In the last couple of weeks though, the situation seems to have changed - correction to the tune of ~12% since Muhurat trading. Sentiment has turned cautious. Don’t forget that this is happening in the midst of an earnings season which in my assessment has been relatively good barring a few exceptions. Yesterday’s live mint said, “Nifty companies have posted best results in seven quarters.” Then why is it that markets are reacting the way they are? Correction in a market that was running up fast was warranted, but 12 per cent in two weeks? It does seem like something is amiss. That leads me to the question; do equity markets give you an indication of where the economy is headed?
In an ideal scenario, equity markets should reflect the economy’s performance and they do over long stretches of period as is evidenced by history. In the short term, anomalies tend to have a grip on the market- factors such as excess liquidity, FII participation among many others. What else can explain a dramatic fall in 2008 in a market that had nothing fundamentally wrong with it apart from the fact that growth would slow on account of recession globally?

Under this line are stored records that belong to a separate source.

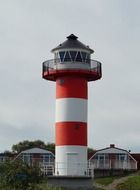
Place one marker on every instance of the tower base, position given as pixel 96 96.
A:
pixel 71 182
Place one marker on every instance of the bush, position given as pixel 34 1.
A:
pixel 18 175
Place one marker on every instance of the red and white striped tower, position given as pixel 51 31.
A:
pixel 71 69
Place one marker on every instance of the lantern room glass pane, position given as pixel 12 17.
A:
pixel 78 57
pixel 73 55
pixel 61 54
pixel 67 56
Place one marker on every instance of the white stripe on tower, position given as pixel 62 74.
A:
pixel 71 126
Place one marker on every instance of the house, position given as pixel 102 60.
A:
pixel 44 159
pixel 6 156
pixel 112 160
pixel 136 156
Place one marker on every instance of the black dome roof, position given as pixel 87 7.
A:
pixel 72 42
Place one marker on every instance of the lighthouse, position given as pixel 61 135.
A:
pixel 71 69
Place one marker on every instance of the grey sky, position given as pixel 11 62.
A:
pixel 29 29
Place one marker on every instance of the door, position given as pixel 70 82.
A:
pixel 72 163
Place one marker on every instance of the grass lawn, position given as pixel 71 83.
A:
pixel 133 183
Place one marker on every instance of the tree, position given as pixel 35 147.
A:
pixel 24 145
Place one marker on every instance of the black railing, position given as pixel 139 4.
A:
pixel 54 64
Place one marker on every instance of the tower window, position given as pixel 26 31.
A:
pixel 61 54
pixel 83 56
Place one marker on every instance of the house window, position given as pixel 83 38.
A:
pixel 123 157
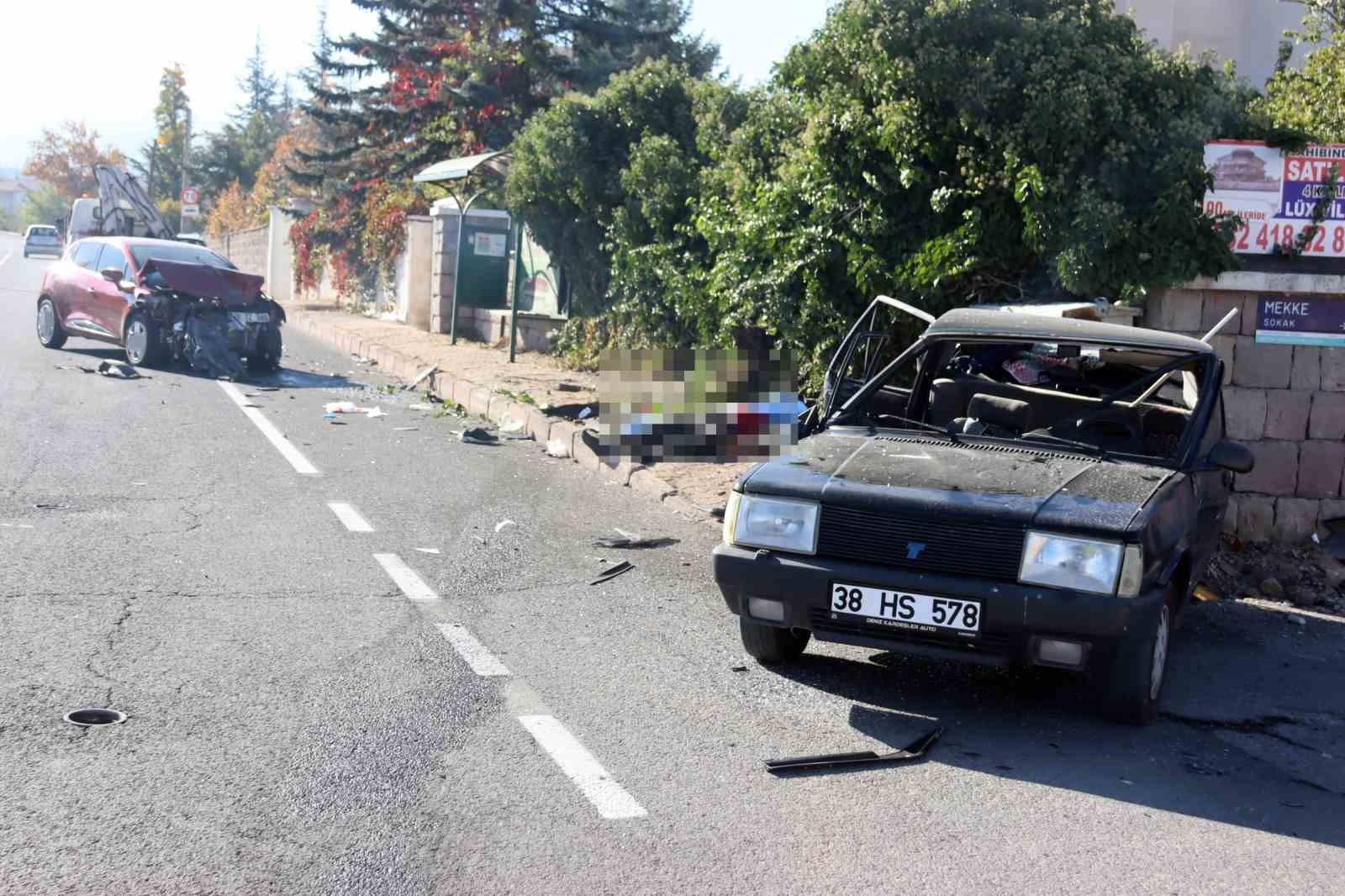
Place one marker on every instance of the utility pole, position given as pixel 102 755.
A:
pixel 186 163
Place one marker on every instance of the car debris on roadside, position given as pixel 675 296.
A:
pixel 477 436
pixel 119 370
pixel 918 748
pixel 607 575
pixel 627 540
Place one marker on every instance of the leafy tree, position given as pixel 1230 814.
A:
pixel 448 77
pixel 64 159
pixel 466 74
pixel 609 185
pixel 1311 100
pixel 947 151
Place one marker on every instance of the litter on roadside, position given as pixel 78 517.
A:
pixel 477 436
pixel 627 540
pixel 1205 593
pixel 607 575
pixel 118 370
pixel 915 750
pixel 350 408
pixel 423 376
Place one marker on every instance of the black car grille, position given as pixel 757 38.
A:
pixel 986 643
pixel 950 546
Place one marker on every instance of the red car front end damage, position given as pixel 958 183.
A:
pixel 161 302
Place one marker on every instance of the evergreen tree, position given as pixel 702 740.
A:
pixel 161 163
pixel 463 76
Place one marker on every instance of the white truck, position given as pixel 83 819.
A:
pixel 123 208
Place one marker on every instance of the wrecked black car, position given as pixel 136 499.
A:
pixel 1008 490
pixel 163 302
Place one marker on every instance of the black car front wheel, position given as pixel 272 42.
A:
pixel 770 645
pixel 1134 678
pixel 50 333
pixel 266 356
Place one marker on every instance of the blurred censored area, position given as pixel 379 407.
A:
pixel 697 403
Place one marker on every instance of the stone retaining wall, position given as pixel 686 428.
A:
pixel 1286 403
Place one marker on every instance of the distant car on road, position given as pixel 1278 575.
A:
pixel 161 300
pixel 42 240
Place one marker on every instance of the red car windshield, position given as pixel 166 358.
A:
pixel 186 252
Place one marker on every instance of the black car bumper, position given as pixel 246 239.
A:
pixel 1013 616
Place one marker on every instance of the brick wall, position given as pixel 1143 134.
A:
pixel 248 249
pixel 1284 403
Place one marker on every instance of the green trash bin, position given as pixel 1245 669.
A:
pixel 483 271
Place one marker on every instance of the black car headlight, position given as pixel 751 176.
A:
pixel 780 524
pixel 1082 564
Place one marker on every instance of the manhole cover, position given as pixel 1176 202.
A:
pixel 94 717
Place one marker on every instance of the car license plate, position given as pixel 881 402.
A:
pixel 903 609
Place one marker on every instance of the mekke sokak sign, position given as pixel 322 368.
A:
pixel 1275 194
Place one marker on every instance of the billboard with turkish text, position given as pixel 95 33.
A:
pixel 1274 194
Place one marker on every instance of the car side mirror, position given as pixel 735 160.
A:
pixel 1232 456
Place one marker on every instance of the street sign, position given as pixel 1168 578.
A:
pixel 1302 320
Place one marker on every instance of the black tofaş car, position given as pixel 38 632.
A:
pixel 1009 488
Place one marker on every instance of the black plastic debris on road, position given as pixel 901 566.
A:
pixel 119 370
pixel 918 748
pixel 477 436
pixel 94 717
pixel 627 540
pixel 607 575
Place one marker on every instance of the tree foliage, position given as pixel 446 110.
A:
pixel 948 151
pixel 1311 100
pixel 443 78
pixel 64 158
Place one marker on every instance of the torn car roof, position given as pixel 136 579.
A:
pixel 205 282
pixel 974 323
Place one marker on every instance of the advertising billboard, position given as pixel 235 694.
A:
pixel 1275 192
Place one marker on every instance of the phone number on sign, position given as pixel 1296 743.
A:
pixel 1329 240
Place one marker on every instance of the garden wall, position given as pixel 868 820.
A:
pixel 1286 403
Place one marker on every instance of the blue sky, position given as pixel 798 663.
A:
pixel 114 89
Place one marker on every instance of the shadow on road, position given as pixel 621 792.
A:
pixel 282 378
pixel 1042 727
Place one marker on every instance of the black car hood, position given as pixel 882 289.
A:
pixel 931 475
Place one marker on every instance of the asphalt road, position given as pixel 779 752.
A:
pixel 307 717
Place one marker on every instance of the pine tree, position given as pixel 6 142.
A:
pixel 463 76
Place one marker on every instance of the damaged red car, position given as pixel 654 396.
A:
pixel 163 302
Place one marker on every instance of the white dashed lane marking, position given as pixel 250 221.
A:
pixel 580 767
pixel 475 653
pixel 350 517
pixel 291 454
pixel 405 577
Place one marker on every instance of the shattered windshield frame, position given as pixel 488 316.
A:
pixel 1109 401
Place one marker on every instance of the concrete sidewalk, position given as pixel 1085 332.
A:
pixel 481 378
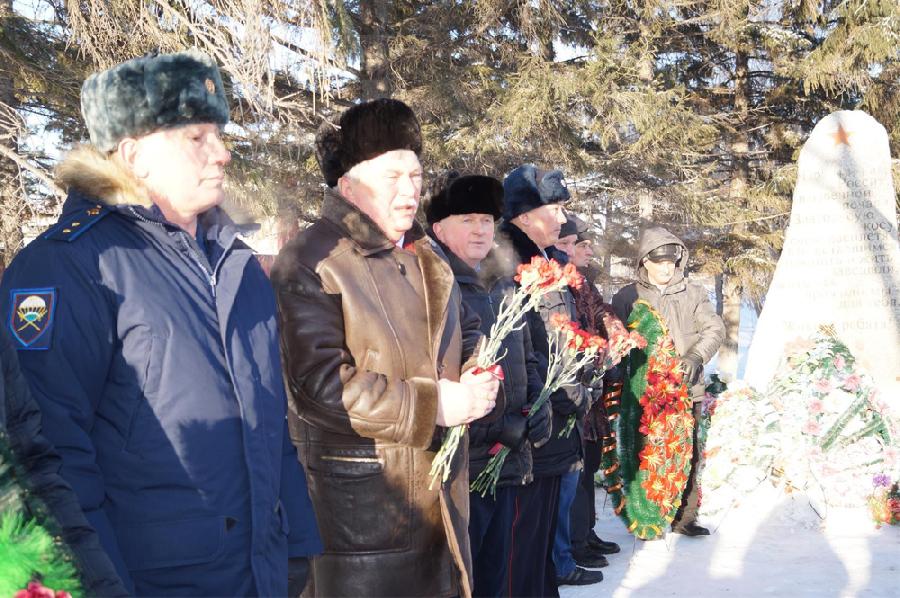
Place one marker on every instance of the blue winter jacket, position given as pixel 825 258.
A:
pixel 158 373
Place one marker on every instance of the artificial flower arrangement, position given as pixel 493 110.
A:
pixel 32 553
pixel 736 457
pixel 653 432
pixel 607 356
pixel 536 279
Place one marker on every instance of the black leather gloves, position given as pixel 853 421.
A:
pixel 692 366
pixel 539 426
pixel 514 431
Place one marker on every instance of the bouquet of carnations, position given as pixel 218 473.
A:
pixel 536 279
pixel 571 349
pixel 607 356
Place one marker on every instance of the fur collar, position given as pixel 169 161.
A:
pixel 361 229
pixel 93 174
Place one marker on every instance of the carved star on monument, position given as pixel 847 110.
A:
pixel 841 135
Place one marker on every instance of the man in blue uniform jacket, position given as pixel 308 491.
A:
pixel 147 332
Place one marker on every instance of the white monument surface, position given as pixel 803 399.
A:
pixel 840 264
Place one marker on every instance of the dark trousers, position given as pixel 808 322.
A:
pixel 584 512
pixel 690 498
pixel 531 572
pixel 490 534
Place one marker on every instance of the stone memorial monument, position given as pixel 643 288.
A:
pixel 840 264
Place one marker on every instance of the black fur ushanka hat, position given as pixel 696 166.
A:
pixel 453 194
pixel 364 132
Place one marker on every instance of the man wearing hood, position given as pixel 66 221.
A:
pixel 696 330
pixel 379 356
pixel 597 317
pixel 532 218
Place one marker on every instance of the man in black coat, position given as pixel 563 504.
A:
pixel 461 211
pixel 532 217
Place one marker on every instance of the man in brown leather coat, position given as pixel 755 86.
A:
pixel 377 355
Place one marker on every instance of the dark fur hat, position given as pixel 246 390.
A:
pixel 151 93
pixel 527 188
pixel 453 193
pixel 363 132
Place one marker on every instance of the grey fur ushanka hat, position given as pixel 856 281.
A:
pixel 454 194
pixel 150 93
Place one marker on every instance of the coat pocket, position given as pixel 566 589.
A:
pixel 362 498
pixel 172 543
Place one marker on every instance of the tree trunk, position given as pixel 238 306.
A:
pixel 12 200
pixel 731 315
pixel 720 293
pixel 375 59
pixel 732 289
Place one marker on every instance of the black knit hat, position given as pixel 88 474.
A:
pixel 363 132
pixel 453 193
pixel 527 188
pixel 151 93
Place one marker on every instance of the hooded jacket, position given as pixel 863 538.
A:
pixel 559 455
pixel 483 292
pixel 368 328
pixel 684 306
pixel 158 374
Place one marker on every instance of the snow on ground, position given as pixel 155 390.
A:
pixel 770 545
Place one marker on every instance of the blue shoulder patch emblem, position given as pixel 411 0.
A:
pixel 31 320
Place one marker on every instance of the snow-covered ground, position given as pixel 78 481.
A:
pixel 770 545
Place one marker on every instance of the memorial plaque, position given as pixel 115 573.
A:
pixel 840 264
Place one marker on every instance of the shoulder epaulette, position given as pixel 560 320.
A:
pixel 76 223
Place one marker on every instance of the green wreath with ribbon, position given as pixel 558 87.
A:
pixel 647 460
pixel 32 553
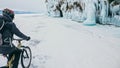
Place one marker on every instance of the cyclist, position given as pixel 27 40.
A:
pixel 8 31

A classic case in point is the current corrective phase. No significant negative news has emerged w.r.t to the Indian economy. The only visible parameter impacting markets is the fact that FII’s have turned net sellers. Whether we are decoupled or not, as a nation we can’t deny the fact that FII’s still have a strong hold on our markets. This clearly brings to us the fact that growth is not the only parameter that impacts markets in the short term. Several compulsions and aberrations can overpower rationale and logic.
Interestingly, after cricket scores, the most favoured discussion in the last few days has been the shape of recovery because of the sudden change in direction of markets. Is it U, V, W or some other mathematical sign? It’s amusing that one can base an argument of the shape of economic recovery on market movement over a few days. Take short term market movements with a pinch of salt, they make portray a picture which may be different from reality. It is also easy to get carried away with the hype created- you may make an investment decision which may look foolish in hindsight. Look beyond the surface.